Nadav Amit <nadav.amit@xxxxxxxxx> · Sun, 26 Aug 2018 20:26:09 -0700

at 8:03 PM, Masami Hiramatsu <mhiramat@xxxxxxxxxx> wrote:

> On Sun, 26 Aug 2018 11:09:58 +0200
> Peter Zijlstra <peterz@xxxxxxxxxxxxx> wrote:
> 
>> On Sat, Aug 25, 2018 at 09:21:22PM -0700, Andy Lutomirski wrote:
>>> I just re-read text_poke().  It's, um, horrible.  Not only is the
>>> implementation overcomplicated and probably buggy, but it's SLOOOOOW.
>>> It's totally the wrong API -- poking one instruction at a time
>>> basically can't be efficient on x86.  The API should either poke lots
>>> of instructions at once or should be text_poke_begin(); ...;
>>> text_poke_end();.
>> 
>> I don't think anybody ever cared about performance here. Only
>> correctness. That whole text_poke_bp() thing is entirely tricky.
> 
> Agreed. Self modification is a special event.
> 
>> FWIW, before text_poke_bp(), text_poke() would only be used from
>> stop_machine, so all the other CPUs would be stuck busy-waiting with
>> IRQs disabled. These days, yeah, that's lots more dodgy, but yes
>> text_mutex should be serializing all that.
> 
> I'm still not sure that speculative page-table walk can be done
> over the mutex. Also, if the fixmap area is for aliasing
> pages (which always mapped to memory), what kind of
> security issue can happen?

The PTE is accessible from other cores, so just as we assume for L1TF that
the every addressable memory might be cached in L1, we should assume and
PTE might be cached in the TLB when it is present.

Although the mapping is for an alias, there are a couple of issues here.
First, this alias mapping is writable, so it might an attacker to change the
kernel code (following another initial attack). Second, the alias mapping is
never explicitly flushed. We may assume that once the original mapping is
removed/changed, a full TLB flush would take place, but there is no
guarantee it actually takes place.

> Anyway, from the viewpoint of kprobes, either per-cpu fixmap or
> changing CR3 sounds good to me. I think we don't even need per-cpu,
> it can call a thread/function on a dedicated core (like the first
> boot processor) and wait :) This may prevent leakage of pte change
> to other cores.

I implemented per-cpu fixmap, but I think that it makes more sense to take
peterz approach and set an entry in the PGD level.
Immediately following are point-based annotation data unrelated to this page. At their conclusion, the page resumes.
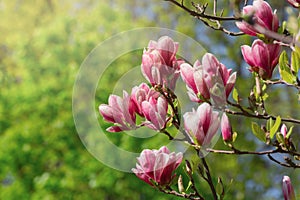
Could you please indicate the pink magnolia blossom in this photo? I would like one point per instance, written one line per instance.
(261, 57)
(283, 130)
(294, 3)
(218, 79)
(155, 111)
(159, 63)
(287, 189)
(119, 111)
(193, 77)
(142, 93)
(202, 124)
(263, 16)
(157, 166)
(226, 128)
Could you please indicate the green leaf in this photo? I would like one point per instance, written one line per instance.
(290, 132)
(258, 132)
(274, 128)
(270, 124)
(235, 95)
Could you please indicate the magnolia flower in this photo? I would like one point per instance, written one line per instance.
(119, 111)
(159, 63)
(142, 93)
(218, 79)
(157, 166)
(202, 124)
(193, 77)
(261, 57)
(155, 111)
(263, 16)
(287, 189)
(283, 130)
(294, 3)
(226, 128)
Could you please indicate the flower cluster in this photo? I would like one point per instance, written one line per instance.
(209, 80)
(261, 56)
(157, 166)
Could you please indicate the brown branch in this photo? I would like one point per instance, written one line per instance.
(281, 82)
(258, 116)
(191, 196)
(280, 37)
(239, 152)
(281, 163)
(202, 16)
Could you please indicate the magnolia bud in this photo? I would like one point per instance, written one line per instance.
(287, 189)
(180, 184)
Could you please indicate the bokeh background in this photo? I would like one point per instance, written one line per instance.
(42, 45)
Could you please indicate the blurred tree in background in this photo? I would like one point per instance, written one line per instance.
(42, 45)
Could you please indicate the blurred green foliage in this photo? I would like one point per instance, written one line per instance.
(42, 45)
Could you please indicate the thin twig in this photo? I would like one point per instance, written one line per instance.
(209, 179)
(258, 116)
(183, 195)
(239, 152)
(281, 82)
(281, 163)
(202, 16)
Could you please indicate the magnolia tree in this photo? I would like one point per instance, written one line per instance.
(210, 84)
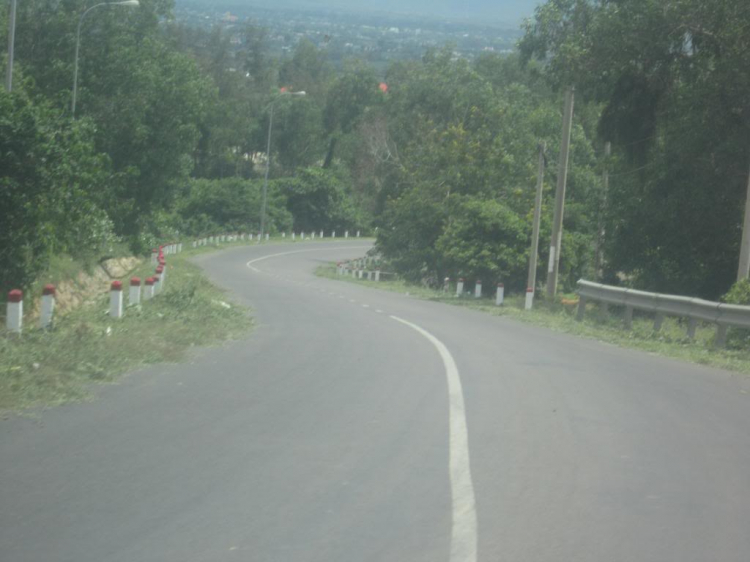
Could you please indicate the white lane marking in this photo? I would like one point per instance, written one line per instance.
(256, 260)
(464, 531)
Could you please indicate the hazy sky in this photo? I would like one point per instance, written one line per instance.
(511, 11)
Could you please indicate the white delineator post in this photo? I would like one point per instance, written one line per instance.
(148, 294)
(160, 277)
(135, 291)
(14, 318)
(500, 297)
(115, 299)
(529, 298)
(48, 306)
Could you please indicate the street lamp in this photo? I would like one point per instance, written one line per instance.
(11, 46)
(78, 44)
(268, 161)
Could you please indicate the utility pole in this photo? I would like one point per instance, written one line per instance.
(744, 270)
(534, 253)
(562, 180)
(11, 46)
(600, 233)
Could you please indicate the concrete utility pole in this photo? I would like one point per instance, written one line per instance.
(600, 233)
(11, 46)
(534, 253)
(744, 270)
(562, 181)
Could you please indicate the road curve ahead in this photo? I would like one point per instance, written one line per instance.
(359, 425)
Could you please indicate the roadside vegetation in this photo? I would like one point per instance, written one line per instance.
(436, 156)
(670, 341)
(85, 346)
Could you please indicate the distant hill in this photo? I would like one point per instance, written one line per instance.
(490, 11)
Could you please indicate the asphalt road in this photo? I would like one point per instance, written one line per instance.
(333, 433)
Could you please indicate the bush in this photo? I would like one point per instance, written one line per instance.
(739, 293)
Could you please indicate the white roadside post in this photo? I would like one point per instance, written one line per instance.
(148, 294)
(500, 297)
(134, 297)
(115, 299)
(48, 306)
(160, 277)
(14, 318)
(529, 299)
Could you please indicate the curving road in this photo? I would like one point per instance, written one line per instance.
(358, 425)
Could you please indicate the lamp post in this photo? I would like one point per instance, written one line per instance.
(268, 161)
(78, 44)
(11, 46)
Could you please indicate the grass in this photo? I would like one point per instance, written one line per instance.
(86, 345)
(671, 341)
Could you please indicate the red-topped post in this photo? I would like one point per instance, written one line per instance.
(529, 298)
(115, 299)
(48, 306)
(148, 293)
(135, 291)
(500, 297)
(14, 318)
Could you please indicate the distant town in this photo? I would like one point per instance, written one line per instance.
(377, 38)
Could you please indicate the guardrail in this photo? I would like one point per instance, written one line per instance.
(694, 310)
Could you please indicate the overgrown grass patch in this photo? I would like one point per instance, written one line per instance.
(670, 341)
(86, 345)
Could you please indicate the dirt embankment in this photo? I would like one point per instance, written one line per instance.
(86, 287)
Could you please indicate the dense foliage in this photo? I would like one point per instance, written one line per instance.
(438, 155)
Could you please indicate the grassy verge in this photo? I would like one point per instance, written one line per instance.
(671, 341)
(86, 345)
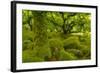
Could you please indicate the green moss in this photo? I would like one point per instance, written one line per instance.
(67, 56)
(29, 56)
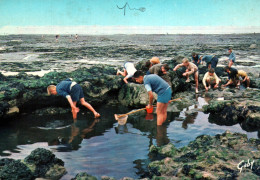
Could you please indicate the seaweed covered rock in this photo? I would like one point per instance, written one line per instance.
(223, 156)
(14, 169)
(84, 176)
(27, 92)
(132, 94)
(45, 164)
(244, 109)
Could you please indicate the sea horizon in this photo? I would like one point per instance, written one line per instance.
(127, 30)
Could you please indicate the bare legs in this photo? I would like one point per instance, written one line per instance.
(230, 63)
(87, 105)
(124, 73)
(161, 113)
(196, 78)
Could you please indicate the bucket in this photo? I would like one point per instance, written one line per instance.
(122, 120)
(149, 110)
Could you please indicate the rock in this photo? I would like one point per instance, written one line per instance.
(46, 164)
(253, 46)
(134, 95)
(28, 93)
(84, 176)
(208, 157)
(14, 169)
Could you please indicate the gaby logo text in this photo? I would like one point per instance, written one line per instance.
(244, 164)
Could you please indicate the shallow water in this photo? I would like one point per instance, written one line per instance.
(36, 53)
(103, 147)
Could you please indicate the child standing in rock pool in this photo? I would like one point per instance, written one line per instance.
(74, 93)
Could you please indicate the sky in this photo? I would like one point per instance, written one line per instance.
(17, 15)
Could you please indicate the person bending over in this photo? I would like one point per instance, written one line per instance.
(210, 79)
(190, 69)
(154, 83)
(244, 76)
(74, 93)
(129, 70)
(232, 76)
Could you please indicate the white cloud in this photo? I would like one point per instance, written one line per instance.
(107, 30)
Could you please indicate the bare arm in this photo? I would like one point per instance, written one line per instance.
(150, 93)
(125, 80)
(177, 67)
(73, 107)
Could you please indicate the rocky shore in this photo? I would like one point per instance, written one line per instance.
(205, 158)
(224, 156)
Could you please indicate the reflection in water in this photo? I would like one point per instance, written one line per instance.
(161, 135)
(103, 146)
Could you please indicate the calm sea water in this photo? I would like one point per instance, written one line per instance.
(104, 147)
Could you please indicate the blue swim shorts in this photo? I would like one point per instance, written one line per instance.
(165, 97)
(76, 93)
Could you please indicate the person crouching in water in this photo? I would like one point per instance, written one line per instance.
(74, 93)
(244, 76)
(232, 76)
(211, 79)
(162, 71)
(191, 68)
(154, 83)
(129, 70)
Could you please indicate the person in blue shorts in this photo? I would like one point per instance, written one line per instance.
(74, 93)
(196, 59)
(154, 83)
(231, 58)
(211, 61)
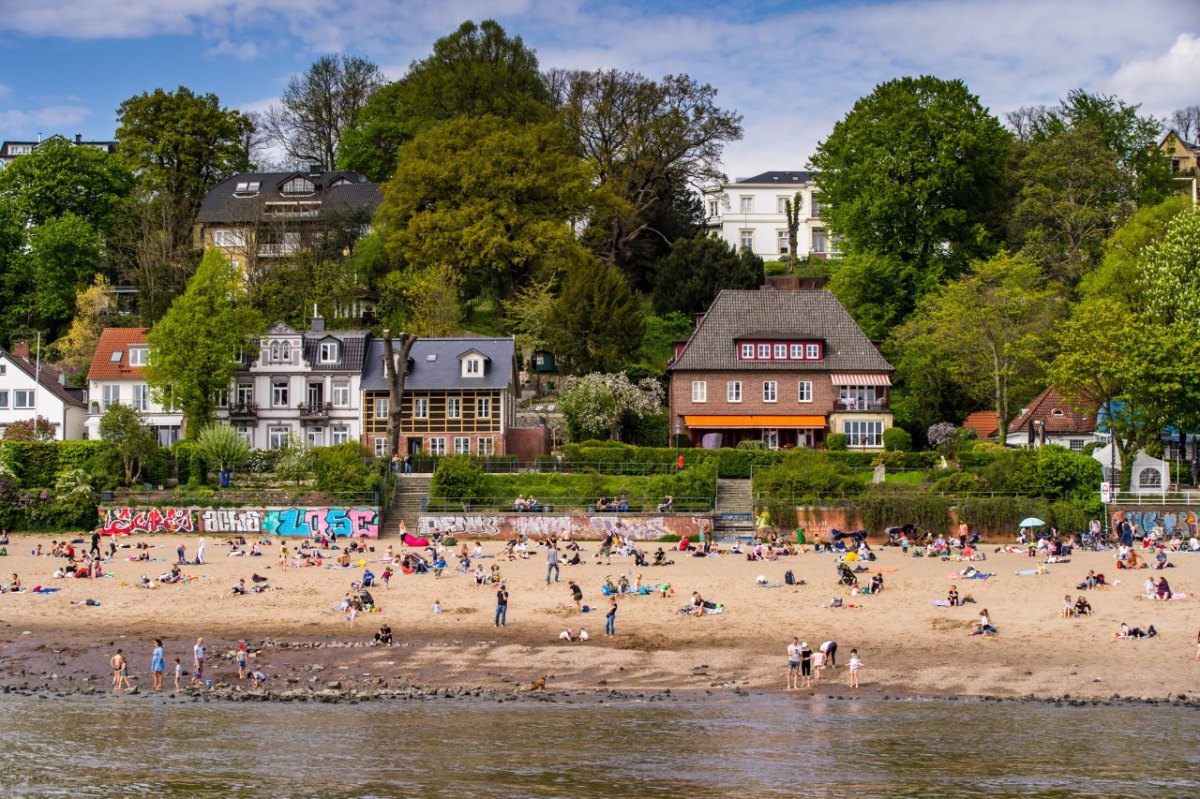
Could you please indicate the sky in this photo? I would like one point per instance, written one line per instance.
(791, 67)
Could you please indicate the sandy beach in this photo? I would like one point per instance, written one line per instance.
(907, 644)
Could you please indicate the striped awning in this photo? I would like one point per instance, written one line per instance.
(754, 421)
(861, 379)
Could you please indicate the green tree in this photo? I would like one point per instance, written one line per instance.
(597, 323)
(477, 71)
(197, 346)
(993, 329)
(222, 448)
(916, 173)
(318, 106)
(121, 426)
(487, 199)
(695, 271)
(60, 178)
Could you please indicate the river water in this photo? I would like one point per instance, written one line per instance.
(774, 745)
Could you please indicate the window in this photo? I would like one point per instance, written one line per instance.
(277, 438)
(820, 244)
(341, 397)
(864, 433)
(228, 238)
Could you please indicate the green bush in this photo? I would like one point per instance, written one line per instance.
(897, 439)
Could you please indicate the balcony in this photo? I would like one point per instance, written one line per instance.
(244, 410)
(861, 406)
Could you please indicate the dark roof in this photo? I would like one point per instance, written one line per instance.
(779, 178)
(445, 372)
(225, 205)
(1060, 416)
(802, 314)
(47, 379)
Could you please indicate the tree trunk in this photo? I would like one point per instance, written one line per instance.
(396, 372)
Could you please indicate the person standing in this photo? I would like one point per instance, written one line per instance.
(552, 562)
(855, 665)
(157, 664)
(502, 606)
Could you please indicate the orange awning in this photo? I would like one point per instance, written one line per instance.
(754, 421)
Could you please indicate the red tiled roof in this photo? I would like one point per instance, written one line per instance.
(1059, 414)
(117, 340)
(982, 422)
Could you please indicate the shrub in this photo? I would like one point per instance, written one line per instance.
(897, 439)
Per-CPU fixmap either
requires to pre-populate various levels in the page-table hierarchy, or
conditionally synchronize whenever module memory is allocated, since they
can share the same PGD, PUD & PMD. While usually the synchronization is not
needed, the possibility that synchronization is needed complicates locking.

Anyhow, having fixed addresses for the fixmap can be used to circumvent
KASLR.

I don’t think a dedicated core is needed. Anyhow there is a lock
(text_mutex), so use_mm() can be used after acquiring the mutex.